Ospedale Trebisacce, diritto salute non si cerca in altre regioni. Scura “stecca” anche sulla legge
Le parole del Commissario alla Sanità calabrese, il 72enne Massimo Scura, continuano a riecheggiare nell’Alto Jonio cosentino e sembrano, almeno per il momento, aver frenato ogni entusiasmo che si era acceso all’indomani della sentenza del Consiglio di Stato che ha stabilito come il punto di primo intervento (PPI) attualmente esistente presso il presidio di Trebisacce non consente il rispetto dei LEA (Livelli Essenziali di Assistenza). Ma il commissario Scura avrebbe riferito, come riportato da più fonti, che il territorio dell’Alto Jonio non ha i numeri per garantirsi un ospedale degno di questo nome e che quindi i suoi “quattro gatti” di cittadini possono utilizzare i presidi sanitari di Policoro, Taranto o Bari.

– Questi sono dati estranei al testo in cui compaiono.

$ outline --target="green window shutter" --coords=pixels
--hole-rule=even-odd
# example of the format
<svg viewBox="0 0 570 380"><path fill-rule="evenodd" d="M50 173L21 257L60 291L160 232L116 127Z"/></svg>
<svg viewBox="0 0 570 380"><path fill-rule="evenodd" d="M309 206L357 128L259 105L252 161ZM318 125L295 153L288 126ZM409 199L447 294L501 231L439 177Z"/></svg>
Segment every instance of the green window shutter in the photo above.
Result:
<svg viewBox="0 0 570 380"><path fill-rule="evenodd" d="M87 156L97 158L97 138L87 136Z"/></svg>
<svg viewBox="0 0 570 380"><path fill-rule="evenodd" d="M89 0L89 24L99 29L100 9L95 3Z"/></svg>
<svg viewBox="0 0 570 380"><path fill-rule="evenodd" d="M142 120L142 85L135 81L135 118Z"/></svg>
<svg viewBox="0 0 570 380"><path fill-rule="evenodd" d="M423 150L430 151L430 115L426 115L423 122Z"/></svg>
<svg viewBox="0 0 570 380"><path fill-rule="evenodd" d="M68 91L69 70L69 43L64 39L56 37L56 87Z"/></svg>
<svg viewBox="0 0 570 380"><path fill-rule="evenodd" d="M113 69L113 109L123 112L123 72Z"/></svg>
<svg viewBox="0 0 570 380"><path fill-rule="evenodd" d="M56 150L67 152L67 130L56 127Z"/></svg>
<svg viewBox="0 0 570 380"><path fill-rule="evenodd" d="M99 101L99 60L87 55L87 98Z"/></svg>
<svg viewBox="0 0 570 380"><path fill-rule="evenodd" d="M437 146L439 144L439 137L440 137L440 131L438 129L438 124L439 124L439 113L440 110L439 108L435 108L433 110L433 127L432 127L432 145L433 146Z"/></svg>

Ammortizzato lo choc per questa teoria del commissario, con tutte le condanne unanimi del caso avvenute in questi giorni da parte di sindaci, associazioni, cittadini dell’Alto Jonio, a fare ancora più luce sulla vicenda sono gli avvocati Luca D’Alba, Vincenzo D’Alba e Giuseppe Urbano, i quali sono intervenuti ad adiuvandum, a suo tempo, per conto della Vulnera S.r.l., della Pro Loco di Trebisacce e dell’associazione Amici del Cuore, nel giudizio introdotto dal Comune di Trebisacce avverso gli atti della Regione Calabria, andato poi a buon fine. I tre legali in una lettera di stamattina (giovedì) allo stesso Scura; al presidente della Regione Calabria, Mario Oliverio; al presidente del Consiglio, Matteo Renzi e al ministro della Salute, Beatrice Lorenzin, vanno oltre le dichiarazioni “fuori luogo” del commissario ad acta, e giurisprudenza alla mano affermano che, all’indomani della sentenza del Consiglio di Stato, «esiste un preciso obbligo conformativo da parte della Regione Calabria di dotare il presidio di Trebisacce di una struttura idonea a gestire le predette emergenze ed al riguardo il Consiglio di Stato ha stabilito che il rispetto dei LEA nel piano in parola non può formalmente dipendere da scelte di programmazione sanitaria di competenza del Servizio sanitario della Regione Basilicata». Da quanto emerge, un commissario in questi casi non dovrebbe far altro che applicare la sentenza e non addirittura smentirla indicando alternative, tra l’altro, da quanto fanno notare anche gli avvocati D’Alba e Urbano, paradossalmente in contrasto con gli stessi interessi della Regione Calabria.
«Si chiede inoltre – si legge nella lettera – che venga verificato se le dichiarazioni del Commissario Scura siano compatibili con il ruolo e le funzioni istituzionali che svolge, valutando anche se le stesse, nella parte in cui invitano i cittadini calabresi a curarsi fuori regione, possano indurre a produrre un danno erariale alla Regione Calabria, in palese contrasto con le finalità del Piano di Rientro», contrasto – aggiungiamo noi – già palesemente in auge al momento stesso della chiusura dell’ospedale nel 2011. Alla luce di questo, i tre legali invitano Scura ad agire senza indugi per ottemperare alla sentenza e contestualmente esortano il ministro alla Salute a monitorare la situazione per garantire il rispetto della legalità e la tutela di un territorio stanco di essere considerato di serie B.